Was war in dieser Zeit für Sie ­besonders eindrücklich?

Die Substanz der Probleme und die Lebensfreude der Menschen. In Tansania hatte ich als Finanzverwalter einer Kirche laufend zu wenig Geld. Wenn wir Ende Monat die Löhne nicht zahlen konnten, war die Frage: Wie finanzieren unsere Mitarbeiter und ihre Familien im nächsten Monat ihr Leben? Wie gehen ihre Kinder zur Schule? Die Auswirkungen der Probleme waren existenzieller als bei uns. Wir sind hier sehr privilegiert.

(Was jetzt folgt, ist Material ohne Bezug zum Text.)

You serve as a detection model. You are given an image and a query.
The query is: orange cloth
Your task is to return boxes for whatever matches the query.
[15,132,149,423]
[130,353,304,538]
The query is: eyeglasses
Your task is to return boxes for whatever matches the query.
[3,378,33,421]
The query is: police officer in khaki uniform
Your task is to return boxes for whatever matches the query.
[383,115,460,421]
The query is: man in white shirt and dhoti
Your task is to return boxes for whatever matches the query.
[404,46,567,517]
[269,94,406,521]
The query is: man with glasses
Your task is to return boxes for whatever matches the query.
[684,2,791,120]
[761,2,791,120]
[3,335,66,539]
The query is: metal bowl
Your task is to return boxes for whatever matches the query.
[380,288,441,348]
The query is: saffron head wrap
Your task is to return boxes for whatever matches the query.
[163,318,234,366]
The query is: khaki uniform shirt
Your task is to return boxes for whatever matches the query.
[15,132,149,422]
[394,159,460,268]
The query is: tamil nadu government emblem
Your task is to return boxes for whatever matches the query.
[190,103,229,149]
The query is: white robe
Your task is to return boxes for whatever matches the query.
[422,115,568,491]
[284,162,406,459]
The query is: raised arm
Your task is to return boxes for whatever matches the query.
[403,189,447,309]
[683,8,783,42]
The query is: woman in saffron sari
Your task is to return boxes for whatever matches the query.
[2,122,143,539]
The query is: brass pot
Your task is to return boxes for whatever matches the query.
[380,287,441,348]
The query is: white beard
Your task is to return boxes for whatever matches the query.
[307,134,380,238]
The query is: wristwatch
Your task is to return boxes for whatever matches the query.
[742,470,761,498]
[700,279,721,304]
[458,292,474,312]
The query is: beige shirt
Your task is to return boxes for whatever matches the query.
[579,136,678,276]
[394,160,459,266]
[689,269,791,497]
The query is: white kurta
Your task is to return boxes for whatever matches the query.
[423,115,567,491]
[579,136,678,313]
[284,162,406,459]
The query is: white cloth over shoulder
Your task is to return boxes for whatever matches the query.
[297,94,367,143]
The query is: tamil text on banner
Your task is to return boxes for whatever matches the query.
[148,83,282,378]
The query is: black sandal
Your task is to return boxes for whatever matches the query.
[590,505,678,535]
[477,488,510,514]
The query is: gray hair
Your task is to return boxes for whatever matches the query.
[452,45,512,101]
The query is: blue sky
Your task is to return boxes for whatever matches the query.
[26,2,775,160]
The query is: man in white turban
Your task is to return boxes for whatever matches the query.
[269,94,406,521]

Andreas Kressler: Andreas Kressler ist seit acht Jahren Leiter der Dienststelle Immobilien Basel-Stadt (ehemals Zentralstelle für staatlichen Liegenschaftenverkehr), die rund 600 Baurechtsparzellen und 250 Liegenschaften verwaltet sowie 70 Mitarbeitende zählt. Von 2000 bis 2005 war Kressler Departementssekretär beim Finanzdepartement. Von 1992 bis 1995 arbeitete er bei der Basler Staatskanzlei und ging danach für mehrere Jahre nach Tansania, wo er bei der «Moravian Church» als Finanzverwalter tätig war. Kressler studierte an der Universität Basel Jus und bildete sich 2002/03 zum Master of Business Administration weiter. Der 49-Jährige ist verheiratet und Vater zweier Töchter. Er lebt in der Nähe des Spalentors.